The three divers weren’t volunteers
Duty and heroism are two of the primary themes of HBO’s Chernobyl. The show does not hold back from revealing the weight of the sacrifices made by the people who worked tirelessly to save the region from becoming a nuclear wasteland. One of the most memorable parts of the show is when volunteers are selected to drain the tanks below reactor four. Even though they’re facing certain death, the three men heroically sacrifice their lives in the name of their country. However, the true story of the three divers of Chernobyl is a little less poetic.
In real life, the divers weren’t volunteers. They were three men who were given an order and they weren’t given a reward for doing so. They worked at the power plant and knew the reactors, so naturally, they were the best choice for the job.
People weren’t threatened as often as they were in the show
Characters being threatened at gunpoint isn’t an unfamiliar sight in HBO’s Chernobyl. The obvious villains of the series are constantly threatening others to do as they say, or risk a bullet. A power plant worker is forcefully sent to the roof to confirm that the reactor has exploded, receiving a fatal dose of radiation in the process. Valery Legasov is nearly executed for revealing the truth behind the cause of the explosion. However, the reality of the situation was not nearly as brutal.
Threats weren’t necessary to persuade the people of the Soviet Union to follow orders. In that era, people were groomed and socialized to do as they were told in all circumstances, and the same protocol was followed during the Chernobyl disaster. People followed orders simply because it needed to be done, not because of a soldier waving a gun in their face.
The truth behind the Chernobyl disaster still isn’t entirely known
For the most part, HBO’s Chernobyl provided an excellent, accurate glimpse of how life was in the Soviet Union during the time of the disaster. One particularly realistic theme in the show was the continued work to keep the news of the disaster as quiet as possible. In the first episode of Chernobyl, a fictional elderly Bolshevik named Zharkov, played by Game of Thrones’ Donald Sumpter, orders the officials to contain the spread of information regarding the disaster by cutting phone lines and forbidding people from leaving the area.

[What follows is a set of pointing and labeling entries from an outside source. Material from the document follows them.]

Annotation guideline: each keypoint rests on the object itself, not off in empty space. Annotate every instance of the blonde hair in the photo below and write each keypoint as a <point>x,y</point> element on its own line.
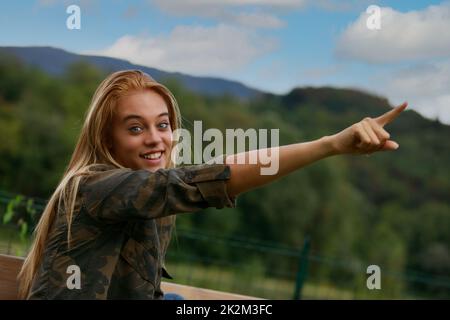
<point>90,149</point>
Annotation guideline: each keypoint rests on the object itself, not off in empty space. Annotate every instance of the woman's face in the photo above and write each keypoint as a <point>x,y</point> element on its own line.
<point>141,133</point>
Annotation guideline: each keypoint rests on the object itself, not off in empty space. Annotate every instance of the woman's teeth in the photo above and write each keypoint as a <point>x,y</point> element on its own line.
<point>152,156</point>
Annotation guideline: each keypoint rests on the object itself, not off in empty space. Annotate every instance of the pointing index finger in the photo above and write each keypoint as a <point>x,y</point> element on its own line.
<point>386,118</point>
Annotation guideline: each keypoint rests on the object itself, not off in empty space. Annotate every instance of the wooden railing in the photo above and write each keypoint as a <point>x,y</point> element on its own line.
<point>10,266</point>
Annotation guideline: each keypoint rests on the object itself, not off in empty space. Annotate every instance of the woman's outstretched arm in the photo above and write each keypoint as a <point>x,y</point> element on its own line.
<point>364,137</point>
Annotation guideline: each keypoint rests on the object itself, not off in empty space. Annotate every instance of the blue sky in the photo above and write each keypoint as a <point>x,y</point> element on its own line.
<point>273,45</point>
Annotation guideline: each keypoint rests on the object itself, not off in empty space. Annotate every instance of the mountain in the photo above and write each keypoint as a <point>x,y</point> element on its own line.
<point>54,61</point>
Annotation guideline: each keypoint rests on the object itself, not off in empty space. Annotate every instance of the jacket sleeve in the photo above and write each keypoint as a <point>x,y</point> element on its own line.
<point>123,194</point>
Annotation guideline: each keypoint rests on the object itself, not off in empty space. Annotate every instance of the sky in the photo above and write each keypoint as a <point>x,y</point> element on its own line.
<point>397,49</point>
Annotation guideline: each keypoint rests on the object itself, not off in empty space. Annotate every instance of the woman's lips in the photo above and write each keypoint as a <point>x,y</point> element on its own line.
<point>154,161</point>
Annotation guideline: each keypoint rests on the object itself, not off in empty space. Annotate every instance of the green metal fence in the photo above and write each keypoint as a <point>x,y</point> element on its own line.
<point>259,268</point>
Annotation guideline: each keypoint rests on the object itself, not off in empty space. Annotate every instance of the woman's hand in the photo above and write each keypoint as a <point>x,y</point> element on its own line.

As it turns out, the attempts to contain the truth surrounding the disaster were more successful than the Soviet Union may have anticipated. To this day, many former officials are unsure of what exactly happened on the night of the Chernobyl disaster. Disturbingly enough, even after three decades, the truth of the disaster is still cloaked in secrecy. HBO’s Chernobyl explores the deterioration of communism and how the government’s power exacerbated the disaster, unflinchingly revealing the true cost and consequence of lies: something that has the power to be more deadly than a total nuclear disaster.
Chernobyl is currently available for streaming on HBO.